Colorado’s treatment of non-scientific expert testimony has also followed a somewhat different course than the federal treatment. In Brooks v. People, 975 P.2d 1105 (Colo. 1999), the Colorado Supreme Court considered whether dog tracking evidence is “scientific” and thus governed by either the Frye or Daubert tests. The court noted that it had previously ruled that the Frye test should be applied only to “novel scientific devices and processes,” and went on to conclude that dog tracking did not fall within that category because it has been used since the 1800’s and because there are no “infallible scientific devices, processes, or theories” to explain canine scent tracking. The court explained that dog trainers rely on their own experiences and “individualized ‘know-how’ instead of some purportedly universal scientific principle” to gain their expertise. After rejecting Frye, the court concluded that Daubert and Kumho also did not apply. In the court’s view, Daubert applies only to proffered expert testimony based on “scientific knowledge,” which must be derived from the scientific method. The court declined to apply the Daubert test to this type of expert testimony because the experience-based special knowledge of the dog trainer is not dependent on scientific knowledge. The court concluded that a trial court should first analyze the admissibility of this kind of testimony under CRE 702. Once the court determines that the testimony would be useful to the jury, it should move on to CRE 403 and engage in discretionary balancing.
In recent years, but prior to the decision in Shreck, Colorado appellate courts had addressed the admissibility of several types of proffered expert testimony. The Colorado Supreme Court concluded that “drug courier profile” testimony is inadmissible on the issue of guilt because the profile is too subjective. Salcedo v. People, 999 P.2d 833 (Colo. 2000). In People v. Lafferty, 9 P.3d 1132 (Colo. App. 1999), cert. denied (2000), the Court of Appeals approved testimony by a properly qualified expert to testify why alleged domestic-violence victims might recant and change their stories. The court rejected the defendant’s argument that such testimony amounted to an assertion that the victim’s recantation was a lie and that the victim’s first version was truthful. The court reiterated that such credibility testimony remains improper. The court also noted that the trial court properly instructed the jury as to the limited use it could make of the expert testimony. These decisions may need to be reevaluated in light of Shreck.

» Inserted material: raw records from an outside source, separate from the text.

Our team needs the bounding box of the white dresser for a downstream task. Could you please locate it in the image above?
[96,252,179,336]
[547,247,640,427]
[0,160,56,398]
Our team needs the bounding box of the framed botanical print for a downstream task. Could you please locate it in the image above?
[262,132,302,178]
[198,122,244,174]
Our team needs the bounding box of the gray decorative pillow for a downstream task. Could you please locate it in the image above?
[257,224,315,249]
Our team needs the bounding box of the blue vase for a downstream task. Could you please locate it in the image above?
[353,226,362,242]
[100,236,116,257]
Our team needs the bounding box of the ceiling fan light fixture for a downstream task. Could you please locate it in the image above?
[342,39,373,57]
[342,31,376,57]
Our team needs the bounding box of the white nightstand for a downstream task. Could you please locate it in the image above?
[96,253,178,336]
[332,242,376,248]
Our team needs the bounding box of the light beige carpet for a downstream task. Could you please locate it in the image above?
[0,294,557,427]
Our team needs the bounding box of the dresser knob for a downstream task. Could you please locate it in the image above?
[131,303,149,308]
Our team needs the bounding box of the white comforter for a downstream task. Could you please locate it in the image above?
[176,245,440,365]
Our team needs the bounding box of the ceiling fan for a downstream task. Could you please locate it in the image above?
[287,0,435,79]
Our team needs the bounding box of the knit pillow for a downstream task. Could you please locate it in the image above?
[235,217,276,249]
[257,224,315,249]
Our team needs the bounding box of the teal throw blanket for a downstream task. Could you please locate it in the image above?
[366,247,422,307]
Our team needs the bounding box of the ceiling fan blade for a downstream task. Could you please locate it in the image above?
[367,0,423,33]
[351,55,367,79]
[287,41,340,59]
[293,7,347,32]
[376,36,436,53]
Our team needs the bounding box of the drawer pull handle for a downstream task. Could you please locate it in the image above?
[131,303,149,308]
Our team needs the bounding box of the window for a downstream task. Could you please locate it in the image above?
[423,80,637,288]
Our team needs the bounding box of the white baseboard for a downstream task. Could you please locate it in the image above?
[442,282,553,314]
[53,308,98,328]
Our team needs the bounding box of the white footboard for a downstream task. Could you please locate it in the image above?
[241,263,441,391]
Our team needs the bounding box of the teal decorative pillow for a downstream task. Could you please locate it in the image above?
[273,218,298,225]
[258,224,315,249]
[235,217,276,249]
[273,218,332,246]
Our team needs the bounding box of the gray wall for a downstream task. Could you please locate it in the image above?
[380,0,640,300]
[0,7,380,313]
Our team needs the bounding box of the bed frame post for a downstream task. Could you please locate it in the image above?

In Schultz v. Wells, 13 P.3d 846 (Colo. App. 2000), the Court of Appeals considered proffered engineering testimony about automobile collision experiments with human volunteers offered to prove the threshold of force below which a person probably could not be injured in a rear-end automobile collision. Because the court found that such experiments did not “involve a novel scientific process or device applied to the ‘manipulation’ of physical evidence,” and that the jury need not understand highly technical or obscure scientific theories in order to understand the evidence, it ruled that such testimony was governed by CRE 702, not Frye. Id. at 850. The Court also found that the trial court had not abused its discretion in excluding evidence of gravity forces that apply in daily human activities such as coughing, stepping off a curb, skipping rope, riding in “bumper cars,” or being bumped while sitting in a chair. Pursuant to CRE 403, the trial court had discretion to exclude evidence that was misleading in that it “did not take into consideration the entire mechanical movement of the body during a car collision, in that it did not address forces from other directions and the position of the body at the time of the accident.” Id. at 852.